If historical and socioeconomic factors do affect the onset of several mental disorders, indeed they are even more closely linked to how national health systems provide people suffering from mental illness and their families with adequate assistance and care. But, once again, an easy simplification (poverty = poor services, wealth = good services) has to be avoided. Things are much more complex, since mental health services often depend on the overall healthcare policy/ideology adopted by a government, and evidence often proves that rich countries do not always offer adequate services, while some low income countries are able to set up much better and more adequate mental health policies and structures than we could reasonably expect.
What are WHO objectives in this respect?
WHO objectives can be streamlined into six main strategies, to be obviously adapted on a country-by-country basis:
(1) – raising national sensitivity towards mental health issues, which are too often ignored or underestimated;
(2) – setting high on national development and public health agendas the issue of human rights and ‘citizenship’ rights;
(3) – improving legislative frameworks;
(4) – promoting community-based mental health and development policies;
(5) – disseminating adequate scientific and technical knowledge not only among mental health specialists (often non-existent in poor countries) but among all health workers;
(6) – listening and feeding back the patients’ and their families’ needs, demands and requests.
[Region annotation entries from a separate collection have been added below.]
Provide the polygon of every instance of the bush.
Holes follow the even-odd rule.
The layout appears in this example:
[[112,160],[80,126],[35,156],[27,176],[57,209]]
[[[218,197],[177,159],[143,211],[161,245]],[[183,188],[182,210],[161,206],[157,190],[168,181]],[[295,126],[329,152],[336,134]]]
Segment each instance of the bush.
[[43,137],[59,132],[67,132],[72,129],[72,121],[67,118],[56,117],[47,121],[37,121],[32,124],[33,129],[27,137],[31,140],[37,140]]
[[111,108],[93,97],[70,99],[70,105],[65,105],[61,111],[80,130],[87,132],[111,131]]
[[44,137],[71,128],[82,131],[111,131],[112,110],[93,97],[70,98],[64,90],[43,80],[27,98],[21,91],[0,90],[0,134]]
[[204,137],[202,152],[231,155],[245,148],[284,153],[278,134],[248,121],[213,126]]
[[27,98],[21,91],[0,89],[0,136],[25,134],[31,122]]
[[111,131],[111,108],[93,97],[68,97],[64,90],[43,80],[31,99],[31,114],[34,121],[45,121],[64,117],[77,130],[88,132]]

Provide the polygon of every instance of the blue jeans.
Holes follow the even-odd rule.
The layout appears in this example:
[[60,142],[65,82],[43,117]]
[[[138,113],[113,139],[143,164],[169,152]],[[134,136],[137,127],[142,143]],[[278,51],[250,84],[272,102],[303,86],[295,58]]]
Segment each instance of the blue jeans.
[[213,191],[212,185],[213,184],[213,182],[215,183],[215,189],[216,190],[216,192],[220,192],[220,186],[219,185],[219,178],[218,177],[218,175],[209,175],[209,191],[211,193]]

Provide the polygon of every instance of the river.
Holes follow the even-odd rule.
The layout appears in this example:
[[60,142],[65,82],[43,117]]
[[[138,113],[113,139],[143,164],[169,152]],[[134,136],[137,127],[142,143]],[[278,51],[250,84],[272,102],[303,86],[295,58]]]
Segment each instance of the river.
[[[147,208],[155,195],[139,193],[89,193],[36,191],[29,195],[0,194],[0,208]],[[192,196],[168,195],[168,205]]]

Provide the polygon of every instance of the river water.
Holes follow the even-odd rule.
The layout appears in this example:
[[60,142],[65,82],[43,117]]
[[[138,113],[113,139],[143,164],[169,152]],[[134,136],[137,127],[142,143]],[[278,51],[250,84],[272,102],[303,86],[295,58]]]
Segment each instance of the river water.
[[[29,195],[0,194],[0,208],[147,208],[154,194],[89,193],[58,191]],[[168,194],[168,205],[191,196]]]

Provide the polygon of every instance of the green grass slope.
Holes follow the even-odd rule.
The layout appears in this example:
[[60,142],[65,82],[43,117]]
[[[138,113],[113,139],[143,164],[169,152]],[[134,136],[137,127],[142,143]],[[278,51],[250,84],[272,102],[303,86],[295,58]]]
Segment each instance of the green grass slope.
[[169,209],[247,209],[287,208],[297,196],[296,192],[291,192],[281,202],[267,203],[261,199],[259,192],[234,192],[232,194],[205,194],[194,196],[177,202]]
Which role can an association like Cittadinanza play in collaborating with the WHO?
The organizations and associations of the civil society can play a significant role in collaborating with the World Health Organization. They can help the WHO not to lose touch with the society’s demands and needs, they can contribute to identify new problems and new answers and they can keep monitored the respect of human rights at ground/local level better than intergovernmental organizations like the WHO itself.
Cittadinanza, for instance, is providing the WHO with ad hoc financial support that is more independent and needs-and-results oriented than the official institutional and governmental funds. Moreover, the small cooperation projects funded by Cittadinanza are jointly defined together with the WHO and can be more easily monitored and assessed by such a small organization. The ‘small’ dimension allows Cittadinanza to focus on very practical and concrete objectives and establishes a direct link between donors and beneficiaries, something that is so difficult to be created by big intergovernmental institutions.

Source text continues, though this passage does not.